Die in Artikel 4 Abs. 1 Satz 2 vorgeschriebene Poe­nal­isierung der Mit­täter­schaft und Teil­nahme an ein­er Folterung ist im deutschen Strafrecht durch die all­ge­meinen Vorschriften über die Straf­barkeit der Täter­schaft und Teil­nahme (§§ 25—27 StGB) gewährleis­tet.

Eine “ver­suchte” Folterung wird in der Regel prak­tisch in der Andro­hung von Mis­shand­lun­gen zum Aus­druck kom­men, die nach Maß­gabe des §241 StGB straf­bar ist. Eine ver­suchte gefährliche Kör­per­ver­let­zung ist nach §223a Abs. 2 StGB, eine ver­suchte schwere Kör­per­ver­let­zung nach § 23 Abs. 1, § 12 I. V. m. § 224 StGB straf­bar.

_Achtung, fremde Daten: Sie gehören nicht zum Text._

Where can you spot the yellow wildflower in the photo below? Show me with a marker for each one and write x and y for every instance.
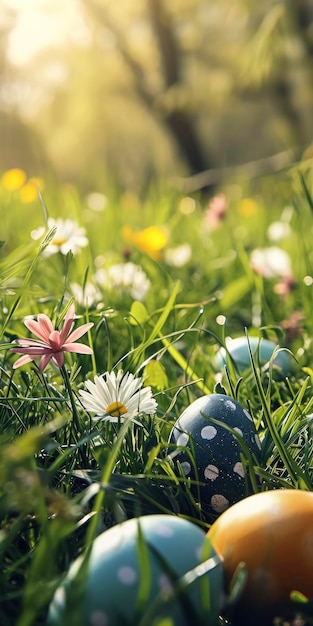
(150, 240)
(29, 192)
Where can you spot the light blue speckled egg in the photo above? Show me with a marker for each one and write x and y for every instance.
(131, 574)
(262, 350)
(211, 455)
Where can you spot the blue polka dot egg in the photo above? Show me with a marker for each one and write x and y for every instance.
(131, 575)
(211, 437)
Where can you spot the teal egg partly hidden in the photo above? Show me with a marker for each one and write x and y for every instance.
(132, 571)
(262, 351)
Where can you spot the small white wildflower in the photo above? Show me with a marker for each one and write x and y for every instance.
(126, 277)
(69, 236)
(271, 262)
(116, 397)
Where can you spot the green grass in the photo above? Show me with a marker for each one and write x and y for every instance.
(57, 489)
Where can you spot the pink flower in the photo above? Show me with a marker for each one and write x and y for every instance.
(52, 343)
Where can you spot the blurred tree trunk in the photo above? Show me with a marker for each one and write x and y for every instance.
(179, 121)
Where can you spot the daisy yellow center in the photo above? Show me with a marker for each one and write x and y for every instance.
(116, 409)
(58, 241)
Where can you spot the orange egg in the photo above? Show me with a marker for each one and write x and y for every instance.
(272, 533)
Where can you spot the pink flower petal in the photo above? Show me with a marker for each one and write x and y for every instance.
(58, 359)
(55, 341)
(44, 361)
(32, 350)
(80, 348)
(22, 361)
(68, 323)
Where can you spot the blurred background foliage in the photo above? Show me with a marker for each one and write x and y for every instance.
(138, 89)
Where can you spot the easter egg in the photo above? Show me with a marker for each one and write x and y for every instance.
(262, 351)
(211, 436)
(132, 571)
(272, 533)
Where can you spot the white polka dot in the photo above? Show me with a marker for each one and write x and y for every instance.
(230, 405)
(98, 618)
(219, 503)
(59, 597)
(239, 469)
(239, 431)
(208, 432)
(186, 467)
(248, 415)
(164, 531)
(127, 575)
(211, 472)
(182, 439)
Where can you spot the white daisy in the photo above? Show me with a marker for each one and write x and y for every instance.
(116, 397)
(271, 262)
(69, 236)
(126, 277)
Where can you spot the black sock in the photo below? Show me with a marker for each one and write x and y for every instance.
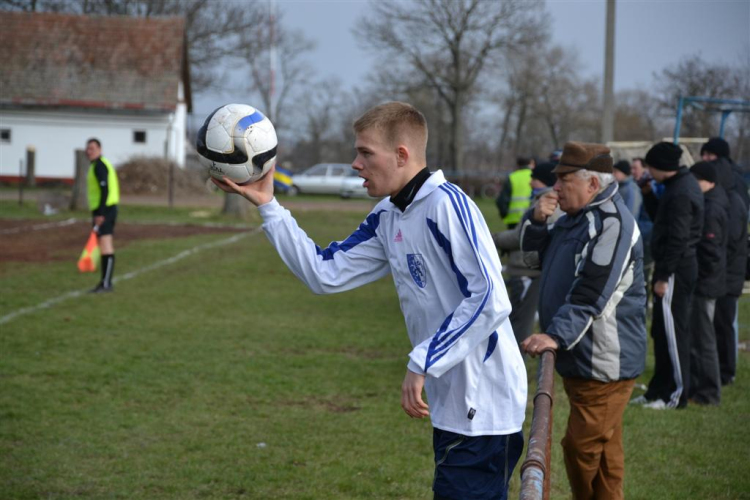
(108, 268)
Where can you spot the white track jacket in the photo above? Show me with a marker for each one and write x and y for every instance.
(447, 274)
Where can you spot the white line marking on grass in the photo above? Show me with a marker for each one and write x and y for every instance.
(77, 293)
(38, 227)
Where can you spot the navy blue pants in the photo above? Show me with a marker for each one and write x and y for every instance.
(474, 468)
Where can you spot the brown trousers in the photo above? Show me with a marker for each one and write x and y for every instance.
(592, 446)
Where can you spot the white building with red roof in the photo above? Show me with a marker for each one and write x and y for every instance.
(67, 78)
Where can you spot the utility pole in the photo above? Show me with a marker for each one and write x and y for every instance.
(608, 111)
(272, 58)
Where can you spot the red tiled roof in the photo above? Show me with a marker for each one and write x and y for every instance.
(107, 62)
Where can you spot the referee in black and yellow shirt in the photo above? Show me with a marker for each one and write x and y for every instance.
(104, 196)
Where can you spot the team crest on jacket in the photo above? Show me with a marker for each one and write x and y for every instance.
(417, 269)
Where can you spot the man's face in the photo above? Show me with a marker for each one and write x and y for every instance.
(575, 192)
(377, 164)
(658, 175)
(636, 168)
(705, 185)
(93, 151)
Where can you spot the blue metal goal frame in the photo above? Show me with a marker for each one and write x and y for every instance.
(724, 106)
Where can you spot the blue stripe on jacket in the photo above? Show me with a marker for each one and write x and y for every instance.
(440, 344)
(364, 232)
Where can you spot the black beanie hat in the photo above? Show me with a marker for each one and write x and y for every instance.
(717, 146)
(664, 156)
(705, 171)
(543, 173)
(623, 166)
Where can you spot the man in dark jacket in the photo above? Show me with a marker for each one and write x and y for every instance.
(705, 382)
(728, 172)
(592, 310)
(728, 175)
(523, 277)
(678, 223)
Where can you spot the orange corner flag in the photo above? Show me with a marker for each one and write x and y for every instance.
(90, 255)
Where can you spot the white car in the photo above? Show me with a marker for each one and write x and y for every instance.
(328, 178)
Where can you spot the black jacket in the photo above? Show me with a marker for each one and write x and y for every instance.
(729, 176)
(712, 248)
(737, 246)
(678, 222)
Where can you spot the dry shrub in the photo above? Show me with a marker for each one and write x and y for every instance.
(150, 175)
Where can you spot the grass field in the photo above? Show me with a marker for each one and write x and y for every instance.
(222, 376)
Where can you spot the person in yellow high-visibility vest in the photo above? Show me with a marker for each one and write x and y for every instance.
(515, 197)
(104, 196)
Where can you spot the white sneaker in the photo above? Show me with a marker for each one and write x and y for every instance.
(640, 400)
(656, 404)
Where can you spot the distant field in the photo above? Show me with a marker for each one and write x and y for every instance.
(220, 375)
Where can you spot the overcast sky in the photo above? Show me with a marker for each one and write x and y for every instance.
(650, 35)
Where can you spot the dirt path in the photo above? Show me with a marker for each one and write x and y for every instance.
(26, 241)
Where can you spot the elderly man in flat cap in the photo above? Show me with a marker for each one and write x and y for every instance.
(591, 310)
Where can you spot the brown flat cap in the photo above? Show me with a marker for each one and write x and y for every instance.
(581, 155)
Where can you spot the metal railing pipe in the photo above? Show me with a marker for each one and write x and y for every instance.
(535, 470)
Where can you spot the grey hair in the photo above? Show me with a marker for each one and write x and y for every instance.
(604, 179)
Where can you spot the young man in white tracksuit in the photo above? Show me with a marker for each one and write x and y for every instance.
(434, 241)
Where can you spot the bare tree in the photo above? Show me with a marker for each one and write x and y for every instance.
(291, 48)
(693, 76)
(214, 28)
(448, 43)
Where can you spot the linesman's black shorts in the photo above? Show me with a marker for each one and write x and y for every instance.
(110, 217)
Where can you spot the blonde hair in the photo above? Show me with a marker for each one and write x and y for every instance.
(398, 122)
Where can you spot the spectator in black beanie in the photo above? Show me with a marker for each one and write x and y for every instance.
(705, 379)
(678, 222)
(729, 176)
(629, 190)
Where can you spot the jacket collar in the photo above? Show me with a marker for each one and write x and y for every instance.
(431, 184)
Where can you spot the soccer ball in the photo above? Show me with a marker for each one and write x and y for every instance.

Die genan­nten deutschen Strafvorschriften sehen vielfältig abgestufte Strafen vor — ein­schliesslich der höheren Straf­dro­hun­gen bei beab­sichtigter schw­er­er Kör­per­ver­let­zung sowie bei Kör­per­ver­let­zung mit Todes­folge (§§ 224, 226 StGB). Dadurch wird gle­ichzeit­ig auch gewährleis­tet, dass Folterun­gen entsprechend Art. 4 Abs. 2 CAT “mit angemesse­nen Strafen” bedro­ht sind, “welche die Schwere der Tat berück­sichti­gen”.

 

Artikel 4

  1. Jed­er Ver­tragsstaat trägt dafür Sorge, dass nach seinem Strafrecht alle Folter­hand­lun­gen als Straftat­en gel­ten. Das gle­iche gilt für ver­suchte Folterung und für von irgen­deiner Per­son began­gene Hand­lun­gen, die eine Mit­täter­schaft oder Teil­nahme an ein­er Folterung darstellen.
  2. Jed­er Ver­tragsstaat bedro­ht diese Straftat­en mit angemesse­nen Strafen, welche die Schwere der Tat berück­sichti­gen.